From that rifle's sights, I suspect that once you have zero'd scope or sights at target distance, to your stance, then you are on. But if sights or scope are not actually square and plumb to the bore, does not translate to any another distance, without error. This rifle and sight system was not designed for "any other" distance - 50 meters target aiming at a 4 point something inches diameter black bull is what it was for. Sort of limiting - but so are the double set triggers, 15 ounce rear sight assembly, no ejector, and several other features.

The Schultz and Larsen Model 61 had its best years in the 1950's and early 1960's. It's offset sights were a product of the rifle design and components also doing double duty as a centerfire model. The reason for the offset sights was so that the problem of mirage from a hot centerfire barrel would be less of an issue for the shooter. The rifle in .22LR was equally capable of being used at both 50 and 100 yards. If the sights could be used for shooting at one distance, they were good for the other as well.

The offset front sight can be seen in this S&L M61/M62 contemporaneous brochure in the left image on the bottom row. An actual picture of the rifle follows.
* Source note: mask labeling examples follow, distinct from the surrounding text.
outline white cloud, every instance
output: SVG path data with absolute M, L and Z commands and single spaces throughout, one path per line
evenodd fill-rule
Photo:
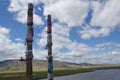
M 33 3 L 34 6 L 40 3 L 40 0 L 10 0 L 8 11 L 15 14 L 14 19 L 21 23 L 27 22 L 28 3 Z M 35 9 L 34 9 L 35 10 Z M 43 24 L 42 18 L 33 12 L 33 20 L 35 25 Z
M 10 40 L 10 30 L 0 27 L 0 60 L 18 59 L 24 54 L 24 45 Z
M 110 35 L 120 24 L 120 1 L 107 0 L 104 3 L 91 1 L 91 26 L 80 31 L 81 38 L 105 37 Z M 99 28 L 97 28 L 99 26 Z
M 17 42 L 24 42 L 21 38 L 16 38 L 15 41 L 17 41 Z
M 82 0 L 52 0 L 43 1 L 45 4 L 44 14 L 51 14 L 54 19 L 69 26 L 80 25 L 87 16 L 89 5 Z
(See below for the effect of cant.)







When the rifle or scope have cant -- that is, they are not in line or plumb with each other -- the impact on POI can be seen in the image below. While it was originally made to show airgun shooters the problems that occur when either or both the rifle or scope are not correctly aligned, it remains valid for powderburners.

 
The Schultz and Larsen Model 61 had its best years in the 1950's and early 1960's. It's offset sights were a product of the rifle design and components also doing double duty as a centerfire model. The reason for the offset sights was so that the problem of mirage from a hot centerfire barrel would be less of an issue for the shooter. The rifle in .22LR was equally capable of being used at both 50 and 100 yards. If the sights could be used for shooting at one distance, they were good for the other as well.

The offset front sight can be seen in this S&L M61/M62 contemporaneous brochure in the left image on the bottom row. An actual picture of the rifle follows.

(See below for the effect of cant.)







When the rifle or scope have cant -- that is, they are not in line or plumb with each other -- the impact on POI can be seen in the image below. While it was originally made to show airgun shooters the problems that occur when either or both the rifle or scope are not correctly aligned, it remains valid for powderburners.



What is CW and CCW etc? Thank you this is quite useful.